A database shard is a horizontal partition in a database. Horizontal partitioning is a database design principle whereby rows of a database table are held separately, rather than being split into columns (which is what normalization and vertical partitioning do, to differing extents). Each partition forms part of a shard, which may in turn be located on a separate database server or physical location.

We wanted split our database entities by the different PostgreSQL schemas and used something like this for the id generation. The sharding model was clear, but how to implement it in the Django application?

My solution of this problem was a custom database backend, that contains a custom sql compilers. Maybe it was a dirty hack, but I hope it wasn’t =)

To create your own custom database backend, you can copy structure from one of the existing backends from django.db.backends (postgresql_psycopg2 for our case) and override DatabaseOperations:

# operations.py
from django.db.backends.postgresql_psycopg2.operations import *

class CustomDatabaseOperations(DatabaseOperations):
    compiler_module = "path.to.the.compiler.module"

# base.py
from django.db.backends.postgresql_psycopg2.base import *
from operations import CustomDatabaseOperations

class CustomDatabaseWrapper(DatabaseWrapper):
    def __init__(self, *args, **kwargs):
        super(CustomDatabaseWrapper, self).__init__(*args, **kwargs)
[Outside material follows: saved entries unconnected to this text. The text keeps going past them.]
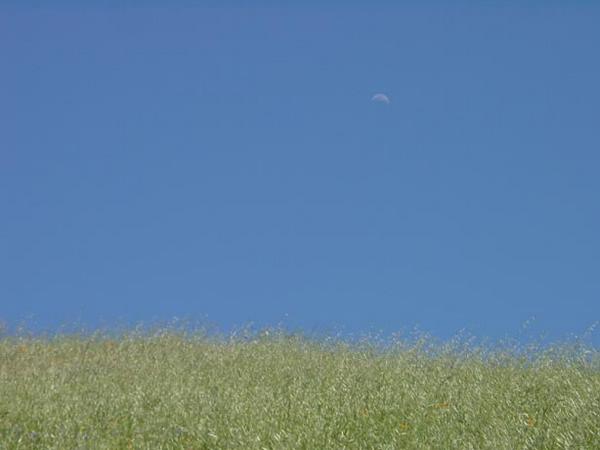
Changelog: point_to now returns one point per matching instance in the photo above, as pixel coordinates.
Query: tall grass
(170, 389)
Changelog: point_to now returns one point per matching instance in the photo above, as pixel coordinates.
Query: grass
(169, 389)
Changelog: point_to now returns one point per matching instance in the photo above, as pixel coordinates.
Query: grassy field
(173, 390)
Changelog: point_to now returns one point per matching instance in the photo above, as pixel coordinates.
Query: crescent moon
(381, 98)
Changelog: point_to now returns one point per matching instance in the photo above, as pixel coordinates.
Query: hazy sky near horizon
(229, 163)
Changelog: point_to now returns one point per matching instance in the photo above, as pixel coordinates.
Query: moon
(381, 98)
        self.ops = CustomDatabaseOperations(self)

DatabaseWrapper = CustomDatabaseWrapper

A custom sql compilers will be adding a corresponding schema name into the sql request based on the entity id:

# compilers.py

class CustomSQLCompiler(SQLCompiler):
    def as_sql(self):
        table = self.query.get_meta().db_table
        if table not in self.sharded_tables:
            return super(CustomSQLCompiler, self).as_sql()
        else:
            sql, params = super(CustomSQLCompiler, self).as_sql()
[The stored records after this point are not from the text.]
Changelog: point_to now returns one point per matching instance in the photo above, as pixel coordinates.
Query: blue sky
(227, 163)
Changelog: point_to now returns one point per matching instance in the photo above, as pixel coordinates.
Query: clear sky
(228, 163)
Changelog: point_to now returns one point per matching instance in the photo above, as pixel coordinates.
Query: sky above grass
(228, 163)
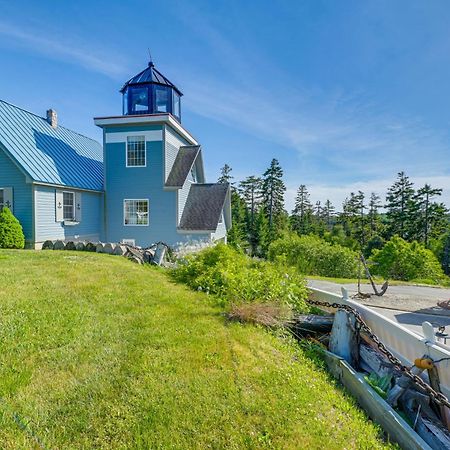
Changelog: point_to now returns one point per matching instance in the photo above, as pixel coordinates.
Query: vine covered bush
(235, 278)
(401, 260)
(11, 232)
(312, 255)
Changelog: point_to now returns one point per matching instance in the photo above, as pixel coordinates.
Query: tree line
(259, 215)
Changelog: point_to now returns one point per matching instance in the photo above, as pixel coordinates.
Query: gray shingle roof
(150, 75)
(183, 163)
(204, 206)
(50, 155)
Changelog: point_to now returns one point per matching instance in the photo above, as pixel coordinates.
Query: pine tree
(400, 207)
(273, 189)
(302, 212)
(262, 233)
(374, 217)
(11, 232)
(250, 190)
(225, 175)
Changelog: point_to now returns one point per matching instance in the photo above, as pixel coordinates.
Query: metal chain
(438, 397)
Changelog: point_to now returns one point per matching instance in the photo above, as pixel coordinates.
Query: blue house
(146, 183)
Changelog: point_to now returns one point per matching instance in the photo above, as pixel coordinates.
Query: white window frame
(125, 211)
(73, 206)
(126, 151)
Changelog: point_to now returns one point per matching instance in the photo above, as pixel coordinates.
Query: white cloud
(80, 53)
(337, 194)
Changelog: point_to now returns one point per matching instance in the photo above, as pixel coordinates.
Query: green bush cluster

            """ The first item of the params tuple must be entity id
            """
            schema = self.get_shard_name(params[0])

            old = '"{}"'.format(table)
            new = '{}."{}"'.format(schema, table)
            sql = sql.replace(old, new)

        return sql, params


SQLCompiler = CustomSQLCompiler

That’s all! Oh, okay, that’s not all =) Now you must create a custom QuerySet (with the two overrided methods - get & create) to provide a correct sharded id for an all entities.

But there is one problem - migrations. You can’t migrate correctly your sharded models and it’s sad. To avoid this we inctoruced the some more complex database configuration dictionary. We used the special method, that converted this complex config into the standard with a lot of database connections - a one for each shard. All connections have the search_path option. In the settings.py we must take in account a type of action:

# settings.py

def get_shard_settings(shard_migrate=False, shard_sync=False):
    """ Not an all apps must be sharded.
    """
    installed_apps = ('some_sharded_app1', 'some_sharder_app2',)
    databases = DB_CONFIGURATOR(DB_CONFIG, shard_migrate=shard_migrate, shard_sync=shard_sync)
    return installed_apps, databases

""" We must separate
    - normal usage,
    - sharded models synchronization
    - sharded models migration 
"""
if sys.argv[-1] == 'shard_migrate':
    del sys.argv[-1]
    INSTALLED_APPS, DATABASES = get_shard_settings(shard_migrate=True)

elif sys.argv[-1] == 'shard_sync':
    del sys.argv[-1]
    INSTALLED_APPS, DATABASES = get_shard_settings(shard_sync=True)

else:
    DATABASES = DB_CONFIGURATOR(DB_CONFIG)

Now we can manage sharded migrations by --database options. For convenience you can write a fab script of course.

And one more and last caveat - you must create SOUTH_DATABASE_ADAPTERS variable, that will be pointing to original postgres adapter south.db.postgresql_psycopg2 - south can’t create a correct migration otherwise.